The Brainsway deep TMS (transcranial magnetic stimulation) employs a patented H1 coil which differs from all other TMS devices on the market that use a figure 8 coil. This figure 8 coil stimulates the brain more superficially and narrowly. The Brainsway device was developed to reach more broadly and deeper into the brain where many of the structures associated with mood and other brain disorders lie.

The unpatented figure 8 coil has been in use since the 1990s and FDA approved after 2 tries in the US in 2008. The following companies use this technology: Neurostar, Magstim, MagVenture, eNeura. In fact anyone can build and market this coil as it is not patented.The Brainsway H1 coil deep TMS was developed later, patented in 2004, and FDA approved in the US in 2013 after one application. An increasing number of providers who previously used the figure 8 coil standard or superficial TMS have switched to The Brainsway H1 coil deep TMS. I will refer to this device (The Brainsway) simply as dTMS or deep TMS. dTMS targets the areas associated with depression more broadly and deeply and are more likely to not miss key areas of the brain. This allows the physician to feel more confident in the accuracy of treatment and the improvement in the results. 
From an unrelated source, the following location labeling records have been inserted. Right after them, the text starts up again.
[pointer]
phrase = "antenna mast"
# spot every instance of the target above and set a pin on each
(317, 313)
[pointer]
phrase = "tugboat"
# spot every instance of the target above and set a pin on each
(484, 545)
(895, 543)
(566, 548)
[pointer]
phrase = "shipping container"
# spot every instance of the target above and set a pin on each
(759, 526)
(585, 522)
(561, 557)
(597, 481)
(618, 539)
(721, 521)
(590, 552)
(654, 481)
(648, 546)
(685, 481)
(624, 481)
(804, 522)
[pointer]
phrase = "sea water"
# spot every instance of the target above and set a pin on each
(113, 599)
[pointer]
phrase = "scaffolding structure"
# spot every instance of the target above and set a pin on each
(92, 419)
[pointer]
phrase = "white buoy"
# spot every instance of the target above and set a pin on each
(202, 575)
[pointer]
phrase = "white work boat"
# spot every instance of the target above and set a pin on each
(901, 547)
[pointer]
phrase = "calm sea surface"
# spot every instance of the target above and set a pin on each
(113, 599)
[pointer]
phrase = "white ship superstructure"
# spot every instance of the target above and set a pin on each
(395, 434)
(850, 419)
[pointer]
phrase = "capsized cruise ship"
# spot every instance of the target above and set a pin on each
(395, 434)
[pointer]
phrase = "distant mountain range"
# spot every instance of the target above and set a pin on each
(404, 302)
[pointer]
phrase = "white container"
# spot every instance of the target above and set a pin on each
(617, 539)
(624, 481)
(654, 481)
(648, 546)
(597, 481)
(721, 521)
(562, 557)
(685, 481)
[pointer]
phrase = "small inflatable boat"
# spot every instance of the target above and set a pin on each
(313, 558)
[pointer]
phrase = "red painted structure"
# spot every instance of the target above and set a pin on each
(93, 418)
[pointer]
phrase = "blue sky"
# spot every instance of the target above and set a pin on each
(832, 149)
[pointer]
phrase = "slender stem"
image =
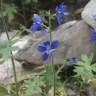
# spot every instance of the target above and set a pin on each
(24, 15)
(9, 41)
(52, 57)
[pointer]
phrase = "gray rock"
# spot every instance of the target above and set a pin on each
(74, 41)
(88, 13)
(6, 71)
With standard or superficial TMS, the accuracy of treatment is more in question. The actual reported response and remission rates vary between studies, but in a large pooled data study 29.3% of patients responded to standard TMS with a 18.6% remission rate (1). With dTMS the response rate is between 38-46% and the remission rate is 33% (2). With continuation therapy of 18 additional weeks, the response rate for dTMS climbs to 81% with a remission rate of 71% (3). It does appear that more is better over time. These are remarkable numbers. The area being treated isn’t an exact spot in the brain. It’s more of an area with multiple connections and individual variability. dTMS is more likely to hit the area in question. dTMS, also does not need to increase the neurostimulation beyond what is tolerable to the patient to achieve these results. With the standard TMS, the stimulation levels would have to be increased beyond what is tolerable to the patient to increase it’s reach in the brain.

Deep TMS treatment sessions only last 20 minutes whereas superficial TMS sessions range from 37-55 minutes in length. dTMS has a similar tolerability to superficial TMS. The drop out rates may be slightly better for dTMS, if not the same as standard TMS. The bottom line is that deep TMS achieves equal or better results, with shorter sessions and similar tolerability.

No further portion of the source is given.